Planning Your StuCo Course
StuCo Courses are fun to teach, but designing and planning one can be a lot of work. The goal of this page is to provide prospective teachers with guidance and necessary knowledge on how to design and plan a course.
The Eberly Center offers an official tutorial to CMU professors on designing, teaching, and writing syllabi for CMU courses. These are comprehensive material that you should explore before you read the rest of this page. This page will focus on how planning StuCo course can differ from planning normal courses at the university.
Outline the Goal
As a course, the central learning objective should be set and clear. You should have a clear objective in mind about what you want your students to learn. You should also have a way of assessing your students. If you assess your students after they graduate from your course, in what ways do you want them to perform differently than if they didn’t take your course? Once you have these goals set, outline the collection of material that you will teach your students that will directly contribute to your desired changes. Divide your material up to different units (possibly by week), and implement each unit with a clear set sub-goal in mind.
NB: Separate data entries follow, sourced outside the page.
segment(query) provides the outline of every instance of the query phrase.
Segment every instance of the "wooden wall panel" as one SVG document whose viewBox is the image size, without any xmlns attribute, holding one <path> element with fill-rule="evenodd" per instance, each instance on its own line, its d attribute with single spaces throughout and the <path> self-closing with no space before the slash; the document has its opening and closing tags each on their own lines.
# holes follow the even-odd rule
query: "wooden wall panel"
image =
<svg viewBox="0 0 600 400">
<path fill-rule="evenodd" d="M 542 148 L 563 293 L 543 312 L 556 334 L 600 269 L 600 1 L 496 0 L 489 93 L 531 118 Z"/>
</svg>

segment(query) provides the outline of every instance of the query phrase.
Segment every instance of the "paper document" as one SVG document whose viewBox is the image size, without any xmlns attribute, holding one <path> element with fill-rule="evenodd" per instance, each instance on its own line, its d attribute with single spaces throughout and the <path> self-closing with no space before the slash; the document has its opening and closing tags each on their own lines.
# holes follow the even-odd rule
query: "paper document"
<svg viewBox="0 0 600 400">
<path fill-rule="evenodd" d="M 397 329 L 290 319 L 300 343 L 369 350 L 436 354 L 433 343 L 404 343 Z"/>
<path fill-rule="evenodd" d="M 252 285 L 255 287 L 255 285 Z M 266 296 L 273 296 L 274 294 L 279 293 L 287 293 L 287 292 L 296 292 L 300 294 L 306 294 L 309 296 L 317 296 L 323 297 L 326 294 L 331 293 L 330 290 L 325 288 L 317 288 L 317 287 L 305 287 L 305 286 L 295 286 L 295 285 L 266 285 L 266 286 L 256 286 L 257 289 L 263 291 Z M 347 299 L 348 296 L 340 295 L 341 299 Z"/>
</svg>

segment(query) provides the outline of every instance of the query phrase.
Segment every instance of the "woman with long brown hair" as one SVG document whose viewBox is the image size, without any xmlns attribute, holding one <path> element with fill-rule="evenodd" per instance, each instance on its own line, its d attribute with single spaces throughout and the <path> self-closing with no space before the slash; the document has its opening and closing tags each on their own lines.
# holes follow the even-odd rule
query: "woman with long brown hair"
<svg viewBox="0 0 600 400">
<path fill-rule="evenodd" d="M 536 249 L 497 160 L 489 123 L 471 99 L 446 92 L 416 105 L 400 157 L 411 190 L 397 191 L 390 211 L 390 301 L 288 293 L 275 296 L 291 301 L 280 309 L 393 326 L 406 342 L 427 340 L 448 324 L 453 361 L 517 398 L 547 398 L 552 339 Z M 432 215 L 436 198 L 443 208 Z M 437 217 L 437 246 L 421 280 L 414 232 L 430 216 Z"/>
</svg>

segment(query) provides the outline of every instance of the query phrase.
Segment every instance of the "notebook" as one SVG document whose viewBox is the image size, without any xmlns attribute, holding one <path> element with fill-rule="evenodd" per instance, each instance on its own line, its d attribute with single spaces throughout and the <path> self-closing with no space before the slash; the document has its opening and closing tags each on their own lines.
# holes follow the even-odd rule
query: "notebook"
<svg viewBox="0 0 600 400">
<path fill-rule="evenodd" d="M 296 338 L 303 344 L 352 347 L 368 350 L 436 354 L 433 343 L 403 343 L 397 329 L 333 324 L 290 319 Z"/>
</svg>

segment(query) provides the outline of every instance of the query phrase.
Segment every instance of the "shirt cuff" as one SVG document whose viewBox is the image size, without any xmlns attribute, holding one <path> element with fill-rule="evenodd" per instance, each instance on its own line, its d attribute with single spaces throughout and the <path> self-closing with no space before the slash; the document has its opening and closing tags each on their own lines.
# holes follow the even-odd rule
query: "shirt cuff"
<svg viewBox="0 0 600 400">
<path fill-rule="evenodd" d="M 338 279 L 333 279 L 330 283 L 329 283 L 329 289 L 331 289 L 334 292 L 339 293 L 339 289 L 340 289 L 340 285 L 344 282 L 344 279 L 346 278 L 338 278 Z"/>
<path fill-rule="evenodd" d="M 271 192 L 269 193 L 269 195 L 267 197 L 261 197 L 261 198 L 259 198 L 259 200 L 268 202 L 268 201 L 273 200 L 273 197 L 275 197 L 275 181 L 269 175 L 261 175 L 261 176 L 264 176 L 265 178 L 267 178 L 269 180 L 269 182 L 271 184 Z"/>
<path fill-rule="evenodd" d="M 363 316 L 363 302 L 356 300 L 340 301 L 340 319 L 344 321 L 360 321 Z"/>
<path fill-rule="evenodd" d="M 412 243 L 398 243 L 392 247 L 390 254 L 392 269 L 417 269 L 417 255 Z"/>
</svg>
Only after you make all planning should you start to write the syllabus. Sample syllabi can be found on Eberly Center’s website, and we provide a template for download here. Your syllabus need not be as comprehensive as those from other CMU courses, but at least it should explain to students what your goal is at teaching them, and the steps you are going to take to make them achieve your goal. That is, the syllabus should at least contain a description of the overarching theme of the course, and a timetable or a breakdown of the course into each module. All instructors must either use this template or ensure that every section of the temple is present in their own syllabus.
Know Your Audience
The next step is to plan out what in-class interactions would look like. Because you are also a student at CMU, just like the students, this allows for more creativity and approachability in the classroom. For example, consider flipping the classroom. You could make handouts/powerpoint slides and lecture to the class as all teachers do, but based on your course content, consider having students learn the material in more creative and interactive ways, such as playing a game specifically designed to fulfill the learning outcome, or have a discussion-based forum where students know each other and can freely express their thoughts. If your course is about Board games, for example, consider have students learn by playing. Depending on the topic of your course and knowledge of the student body, you could organize your classroom in various ways.
Engage Your Students
Topics taught at StuCo courses are usually more casual and more tailored to the students’ individual interests. As such, it is easier to engage your students. When you really need your students to learn a certain material or concept, consider whether a simple Youtube search could yield a video that could make the learning process more engaging than reading or lecturing. Make the classroom interactive. Rather than having the teacher talk all the time, try to ask students questions or have them do regular quizzes. If your class has a creative component to it, consider have students critique each other’s work, or make them proud by giving them an opportunity of presenting their work in or after class.
Assess Your Class
As per StuCo policy, your course has to include a Midterm and a Final. You could have both of them be traditional test papers, but if your course is more creative on the students’ part, you could have them do a presentation or a term project. It could also be a cumulative project that starts from the first day of classes. If you have students write term essays, you could have them peer review each other’s work.